I haven’t liked my writing much recently. I feel that I have so much to write about, so much that I have observed around me, so much that I want to put into words. But when I start putting these ideas on a page, a part of me falters and fails to translate the words floating in my head into words on the computer screen.
But there is no time like the present, because at the present I am home sick with pneumonia, which is giving me the lung capacity of a chain-smoking octogenarian and which has put me on bedrest. It’s awful. I feel like I am under house arrest – a strange, self-imposed house arrest, because I do try to escape, I really do, but even going down three flights in my building to take out the trash makes my chest heave for air. So I am resigned to sitting under a blanket (because Shanghai is cold), being licked by my dog (because she is maniac who is beyond herself that I’m home), and trying to do work in a semi-coherent state (which has proven fruitless).
I was excited to go to Italy. I really was. I had never visited before and we were going for a week of being surrounded by Renaissance masters and eating olives in any size and form. My heart was aching for the bowls of pasta and bottles (bottles!) of wine that I was to devour. In retrospect I may have moved too fast.

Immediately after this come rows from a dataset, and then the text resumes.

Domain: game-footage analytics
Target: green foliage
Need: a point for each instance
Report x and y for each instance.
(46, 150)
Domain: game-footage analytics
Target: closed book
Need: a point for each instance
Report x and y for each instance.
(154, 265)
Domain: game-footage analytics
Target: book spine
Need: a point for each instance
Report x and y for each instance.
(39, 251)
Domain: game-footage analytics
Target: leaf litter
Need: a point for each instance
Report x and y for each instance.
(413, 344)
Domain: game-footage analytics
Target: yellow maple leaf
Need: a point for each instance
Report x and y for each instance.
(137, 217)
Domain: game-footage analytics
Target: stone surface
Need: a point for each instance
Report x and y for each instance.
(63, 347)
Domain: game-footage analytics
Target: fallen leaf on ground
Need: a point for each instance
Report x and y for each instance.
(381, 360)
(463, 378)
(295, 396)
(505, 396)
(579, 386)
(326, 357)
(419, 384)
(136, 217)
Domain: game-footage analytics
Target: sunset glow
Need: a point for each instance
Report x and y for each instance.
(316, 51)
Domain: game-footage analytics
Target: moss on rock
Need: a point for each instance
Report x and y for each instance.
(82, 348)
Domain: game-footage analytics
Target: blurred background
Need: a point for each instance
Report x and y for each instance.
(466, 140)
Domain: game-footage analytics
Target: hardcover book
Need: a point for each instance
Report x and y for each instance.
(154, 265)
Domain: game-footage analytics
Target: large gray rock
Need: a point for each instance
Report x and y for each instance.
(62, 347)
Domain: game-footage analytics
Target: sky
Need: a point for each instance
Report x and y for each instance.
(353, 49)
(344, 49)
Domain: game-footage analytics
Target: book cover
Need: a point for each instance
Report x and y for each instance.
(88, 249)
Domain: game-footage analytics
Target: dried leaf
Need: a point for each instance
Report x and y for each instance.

By day two, I was delirious with a fever and my left chest was throbbing with a stabbing ache. By day five I hobbled through the Duomos and the Uffizi Gallery. By day seven, I was back in Shanghai, with an x-ray confirming a pneumonia diagnosis, and a prescription for enough antibiotics to sterilize my entire body. By day eight, I was on bedrest.
And I’m still on bedrest. Shanghai is re-awakening after spring festival, but I am stuck at home, stress-baking blueberry muffins and slowly getting back to my blog.